They use stacked transparent color sensors, like Foveon camera sensors used to.
In numerous experiments, the researchers put the two prototypes, which differ in their readout technology, through their paces. Their results prove the advantages of perovskite: the sensors are more sensitive to light, more precise in color reproduction and can offer a significantly higher resolution than conventional silicon technology.
The fact that each pixel captures all the light also eliminates some of the artifacts of digital photography, such as demosaicing and the moiré effect.
I used to work on hybrid perovskite for solar cells, during my PhD, a few years ago. The problem with theses materials was their short lifetime (some thousands of hours of sun exposition) and chemical instability, which made them unsuitable for “real life” uses, back then (but suitable to get high impact-factor papers…). Is that still a problem?
Does it matter if there’s a ultraviolet and IR filter on it?
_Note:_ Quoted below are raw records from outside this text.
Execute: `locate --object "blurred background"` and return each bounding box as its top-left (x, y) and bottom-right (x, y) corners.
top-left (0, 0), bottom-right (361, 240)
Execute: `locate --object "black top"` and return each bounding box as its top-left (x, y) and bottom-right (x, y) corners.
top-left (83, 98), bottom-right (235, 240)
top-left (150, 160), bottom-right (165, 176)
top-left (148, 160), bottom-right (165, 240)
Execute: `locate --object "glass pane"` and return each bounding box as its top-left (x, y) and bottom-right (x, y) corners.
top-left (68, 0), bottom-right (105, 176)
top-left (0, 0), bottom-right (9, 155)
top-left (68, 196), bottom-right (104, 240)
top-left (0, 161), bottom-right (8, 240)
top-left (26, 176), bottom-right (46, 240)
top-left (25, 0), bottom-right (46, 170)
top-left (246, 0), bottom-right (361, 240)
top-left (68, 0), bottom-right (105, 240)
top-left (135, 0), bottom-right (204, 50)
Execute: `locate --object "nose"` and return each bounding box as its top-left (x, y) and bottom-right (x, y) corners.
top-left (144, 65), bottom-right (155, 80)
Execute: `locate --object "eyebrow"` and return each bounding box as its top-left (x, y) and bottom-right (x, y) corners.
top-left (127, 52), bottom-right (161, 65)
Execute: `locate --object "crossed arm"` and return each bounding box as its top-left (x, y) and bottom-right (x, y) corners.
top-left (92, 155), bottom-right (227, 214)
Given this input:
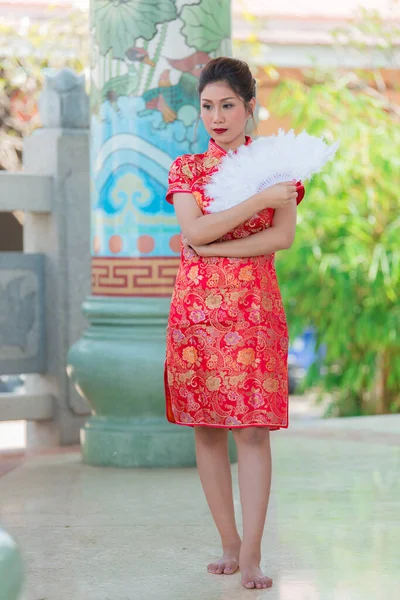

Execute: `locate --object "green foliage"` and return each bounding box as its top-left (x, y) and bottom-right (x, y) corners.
top-left (0, 7), bottom-right (89, 171)
top-left (93, 0), bottom-right (177, 60)
top-left (268, 78), bottom-right (400, 414)
top-left (181, 0), bottom-right (231, 52)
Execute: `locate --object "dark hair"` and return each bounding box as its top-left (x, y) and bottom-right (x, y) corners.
top-left (198, 56), bottom-right (256, 108)
top-left (198, 56), bottom-right (257, 129)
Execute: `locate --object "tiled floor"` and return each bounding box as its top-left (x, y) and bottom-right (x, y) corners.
top-left (0, 416), bottom-right (400, 600)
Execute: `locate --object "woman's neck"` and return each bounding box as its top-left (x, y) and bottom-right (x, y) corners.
top-left (215, 132), bottom-right (246, 152)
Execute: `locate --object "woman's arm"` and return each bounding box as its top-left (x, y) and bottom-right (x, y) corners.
top-left (192, 201), bottom-right (297, 258)
top-left (173, 182), bottom-right (297, 246)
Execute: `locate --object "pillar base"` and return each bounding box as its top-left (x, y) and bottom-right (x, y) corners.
top-left (81, 416), bottom-right (236, 468)
top-left (0, 528), bottom-right (24, 600)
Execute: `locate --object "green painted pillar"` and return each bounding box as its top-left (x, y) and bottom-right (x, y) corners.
top-left (0, 527), bottom-right (24, 600)
top-left (68, 0), bottom-right (231, 467)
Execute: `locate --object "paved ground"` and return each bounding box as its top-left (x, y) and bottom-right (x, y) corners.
top-left (0, 416), bottom-right (400, 600)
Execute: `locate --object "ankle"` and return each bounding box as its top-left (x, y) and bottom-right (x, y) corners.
top-left (221, 534), bottom-right (242, 551)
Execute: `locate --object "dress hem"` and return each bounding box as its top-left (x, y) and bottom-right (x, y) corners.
top-left (167, 417), bottom-right (289, 431)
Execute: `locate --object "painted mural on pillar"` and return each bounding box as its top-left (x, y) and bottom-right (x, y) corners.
top-left (91, 0), bottom-right (231, 296)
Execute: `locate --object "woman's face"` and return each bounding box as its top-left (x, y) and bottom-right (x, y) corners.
top-left (200, 81), bottom-right (255, 150)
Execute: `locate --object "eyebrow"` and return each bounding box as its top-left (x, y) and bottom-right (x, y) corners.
top-left (201, 96), bottom-right (235, 102)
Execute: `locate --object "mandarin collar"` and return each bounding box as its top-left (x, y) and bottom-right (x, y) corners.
top-left (208, 135), bottom-right (252, 158)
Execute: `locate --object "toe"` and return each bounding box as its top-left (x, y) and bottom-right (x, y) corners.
top-left (262, 577), bottom-right (272, 588)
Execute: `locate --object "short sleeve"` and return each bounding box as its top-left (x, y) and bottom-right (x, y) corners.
top-left (296, 181), bottom-right (306, 205)
top-left (166, 155), bottom-right (191, 204)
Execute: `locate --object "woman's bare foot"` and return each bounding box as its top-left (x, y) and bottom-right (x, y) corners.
top-left (207, 542), bottom-right (240, 575)
top-left (239, 556), bottom-right (272, 590)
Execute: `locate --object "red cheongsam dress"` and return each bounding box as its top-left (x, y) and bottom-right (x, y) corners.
top-left (165, 138), bottom-right (304, 430)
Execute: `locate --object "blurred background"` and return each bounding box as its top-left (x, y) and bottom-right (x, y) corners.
top-left (0, 0), bottom-right (400, 447)
top-left (0, 0), bottom-right (400, 600)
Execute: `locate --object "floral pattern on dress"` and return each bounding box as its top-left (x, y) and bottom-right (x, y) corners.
top-left (165, 138), bottom-right (304, 430)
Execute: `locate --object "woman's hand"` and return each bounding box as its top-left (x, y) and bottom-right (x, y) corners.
top-left (190, 244), bottom-right (211, 256)
top-left (257, 179), bottom-right (297, 208)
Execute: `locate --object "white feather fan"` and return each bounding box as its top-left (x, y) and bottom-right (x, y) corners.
top-left (205, 129), bottom-right (339, 212)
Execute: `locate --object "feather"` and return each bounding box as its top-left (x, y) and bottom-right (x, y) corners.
top-left (205, 129), bottom-right (339, 212)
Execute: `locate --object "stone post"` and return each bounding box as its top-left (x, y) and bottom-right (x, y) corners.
top-left (23, 69), bottom-right (90, 447)
top-left (68, 0), bottom-right (231, 467)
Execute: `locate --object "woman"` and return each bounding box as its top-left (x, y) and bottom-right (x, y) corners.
top-left (165, 57), bottom-right (304, 589)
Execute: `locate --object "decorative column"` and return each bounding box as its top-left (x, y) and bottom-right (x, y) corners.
top-left (0, 527), bottom-right (24, 600)
top-left (68, 0), bottom-right (231, 467)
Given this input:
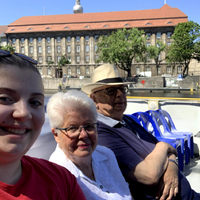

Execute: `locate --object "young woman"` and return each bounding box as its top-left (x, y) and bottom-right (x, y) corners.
top-left (0, 50), bottom-right (85, 200)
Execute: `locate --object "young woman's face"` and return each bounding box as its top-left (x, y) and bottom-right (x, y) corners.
top-left (0, 65), bottom-right (45, 163)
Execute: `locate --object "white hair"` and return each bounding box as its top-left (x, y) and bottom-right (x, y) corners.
top-left (47, 90), bottom-right (97, 128)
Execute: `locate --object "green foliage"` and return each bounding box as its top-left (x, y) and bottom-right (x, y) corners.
top-left (47, 60), bottom-right (54, 65)
top-left (147, 41), bottom-right (167, 75)
top-left (167, 21), bottom-right (200, 76)
top-left (97, 28), bottom-right (145, 77)
top-left (58, 54), bottom-right (71, 67)
top-left (0, 42), bottom-right (15, 52)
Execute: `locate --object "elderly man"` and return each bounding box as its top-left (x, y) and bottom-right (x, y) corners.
top-left (82, 64), bottom-right (200, 200)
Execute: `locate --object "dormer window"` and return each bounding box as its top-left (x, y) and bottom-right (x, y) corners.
top-left (146, 22), bottom-right (151, 26)
top-left (167, 21), bottom-right (173, 24)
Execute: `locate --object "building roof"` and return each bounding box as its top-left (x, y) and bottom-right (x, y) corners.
top-left (0, 26), bottom-right (8, 37)
top-left (6, 4), bottom-right (188, 33)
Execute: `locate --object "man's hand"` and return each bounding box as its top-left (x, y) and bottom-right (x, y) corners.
top-left (156, 161), bottom-right (179, 200)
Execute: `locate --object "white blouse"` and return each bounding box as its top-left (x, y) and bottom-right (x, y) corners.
top-left (49, 145), bottom-right (132, 200)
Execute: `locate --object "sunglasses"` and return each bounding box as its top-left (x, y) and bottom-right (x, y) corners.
top-left (94, 86), bottom-right (128, 95)
top-left (0, 49), bottom-right (37, 65)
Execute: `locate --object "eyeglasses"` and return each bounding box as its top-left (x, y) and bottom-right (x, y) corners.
top-left (56, 123), bottom-right (99, 139)
top-left (94, 86), bottom-right (128, 95)
top-left (0, 49), bottom-right (37, 65)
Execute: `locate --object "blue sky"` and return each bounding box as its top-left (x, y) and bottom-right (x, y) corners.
top-left (0, 0), bottom-right (200, 25)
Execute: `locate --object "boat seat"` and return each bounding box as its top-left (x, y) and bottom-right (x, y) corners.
top-left (157, 109), bottom-right (194, 158)
top-left (132, 112), bottom-right (184, 171)
top-left (146, 110), bottom-right (190, 164)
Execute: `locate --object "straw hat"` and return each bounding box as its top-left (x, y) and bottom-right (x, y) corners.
top-left (81, 64), bottom-right (131, 94)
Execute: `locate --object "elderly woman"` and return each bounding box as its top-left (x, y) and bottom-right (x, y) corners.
top-left (47, 90), bottom-right (132, 200)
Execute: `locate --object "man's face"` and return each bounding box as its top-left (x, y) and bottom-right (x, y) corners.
top-left (91, 85), bottom-right (127, 121)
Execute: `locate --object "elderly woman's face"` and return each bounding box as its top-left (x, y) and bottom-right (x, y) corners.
top-left (55, 109), bottom-right (97, 163)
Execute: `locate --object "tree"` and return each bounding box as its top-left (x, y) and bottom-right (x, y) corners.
top-left (165, 45), bottom-right (182, 74)
top-left (147, 41), bottom-right (167, 75)
top-left (58, 54), bottom-right (71, 67)
top-left (0, 41), bottom-right (15, 52)
top-left (167, 21), bottom-right (200, 76)
top-left (97, 28), bottom-right (145, 77)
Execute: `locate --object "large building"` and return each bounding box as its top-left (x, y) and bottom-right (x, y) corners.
top-left (6, 1), bottom-right (188, 77)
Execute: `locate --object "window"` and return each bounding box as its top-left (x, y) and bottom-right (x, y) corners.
top-left (76, 56), bottom-right (81, 63)
top-left (177, 66), bottom-right (182, 74)
top-left (146, 42), bottom-right (151, 47)
top-left (57, 46), bottom-right (61, 53)
top-left (76, 45), bottom-right (81, 53)
top-left (38, 46), bottom-right (42, 53)
top-left (57, 56), bottom-right (61, 63)
top-left (95, 55), bottom-right (99, 61)
top-left (85, 55), bottom-right (90, 62)
top-left (67, 68), bottom-right (72, 74)
top-left (167, 42), bottom-right (172, 47)
top-left (57, 37), bottom-right (60, 43)
top-left (85, 67), bottom-right (90, 75)
top-left (67, 56), bottom-right (72, 62)
top-left (38, 56), bottom-right (42, 64)
top-left (67, 45), bottom-right (71, 53)
top-left (21, 47), bottom-right (24, 54)
top-left (136, 67), bottom-right (140, 74)
top-left (38, 37), bottom-right (42, 43)
top-left (29, 38), bottom-right (33, 44)
top-left (94, 35), bottom-right (99, 42)
top-left (21, 38), bottom-right (24, 44)
top-left (146, 33), bottom-right (151, 40)
top-left (76, 36), bottom-right (80, 42)
top-left (158, 66), bottom-right (161, 74)
top-left (47, 68), bottom-right (51, 75)
top-left (47, 46), bottom-right (51, 53)
top-left (67, 36), bottom-right (71, 42)
top-left (47, 37), bottom-right (51, 43)
top-left (29, 46), bottom-right (33, 54)
top-left (146, 66), bottom-right (151, 72)
top-left (47, 56), bottom-right (52, 61)
top-left (94, 44), bottom-right (98, 52)
top-left (85, 45), bottom-right (90, 53)
top-left (85, 36), bottom-right (90, 42)
top-left (38, 68), bottom-right (42, 75)
top-left (76, 67), bottom-right (81, 74)
top-left (12, 38), bottom-right (16, 44)
top-left (167, 32), bottom-right (172, 38)
top-left (156, 32), bottom-right (161, 39)
top-left (167, 66), bottom-right (172, 74)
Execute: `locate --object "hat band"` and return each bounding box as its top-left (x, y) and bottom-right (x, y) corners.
top-left (97, 77), bottom-right (123, 83)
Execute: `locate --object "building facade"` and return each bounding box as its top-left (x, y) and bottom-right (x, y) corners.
top-left (6, 4), bottom-right (188, 77)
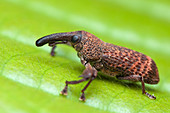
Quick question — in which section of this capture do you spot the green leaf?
[0,0,170,113]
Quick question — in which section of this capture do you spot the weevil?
[36,31,159,101]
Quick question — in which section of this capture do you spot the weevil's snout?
[36,31,81,47]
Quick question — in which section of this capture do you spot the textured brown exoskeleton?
[36,31,159,101]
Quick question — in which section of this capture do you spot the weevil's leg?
[141,77,156,99]
[60,78,88,95]
[50,45,56,56]
[116,75,141,81]
[61,63,97,100]
[79,68,97,101]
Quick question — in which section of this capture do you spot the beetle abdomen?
[102,43,159,84]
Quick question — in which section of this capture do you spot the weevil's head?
[36,31,85,51]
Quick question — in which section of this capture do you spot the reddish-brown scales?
[36,31,159,100]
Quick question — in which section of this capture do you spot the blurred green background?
[0,0,170,113]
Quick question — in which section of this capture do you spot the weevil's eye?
[71,35,79,43]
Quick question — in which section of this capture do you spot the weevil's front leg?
[141,77,156,99]
[61,63,97,101]
[50,45,56,56]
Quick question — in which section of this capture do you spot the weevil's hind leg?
[116,75,156,99]
[61,63,97,101]
[141,77,156,99]
[79,69,97,101]
[50,45,56,56]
Is it functionally equivalent to darkness?
Isn’t thousands of hours enough for many cameras?
No idea.
Silicon CCDs have lifetime exposure limits also. Perovskites are delicate and 1000 hours is way less than the millions silicon offer, but its also overkill in a still camera. Lenses wear out faster than silicon tech does.
Yeah, but I’m talking about chemical instability which happens nonetheless, independently on the light you shine on it.
I often see developement in that area. Mostly from this channel. Maybe that impacts it’s other uses. https://youtu.be/Lglick8bCPc
There have been some improvements but their poor stability is still the biggest problem yeah
I had just watched a video about they need lead as well? Is that true?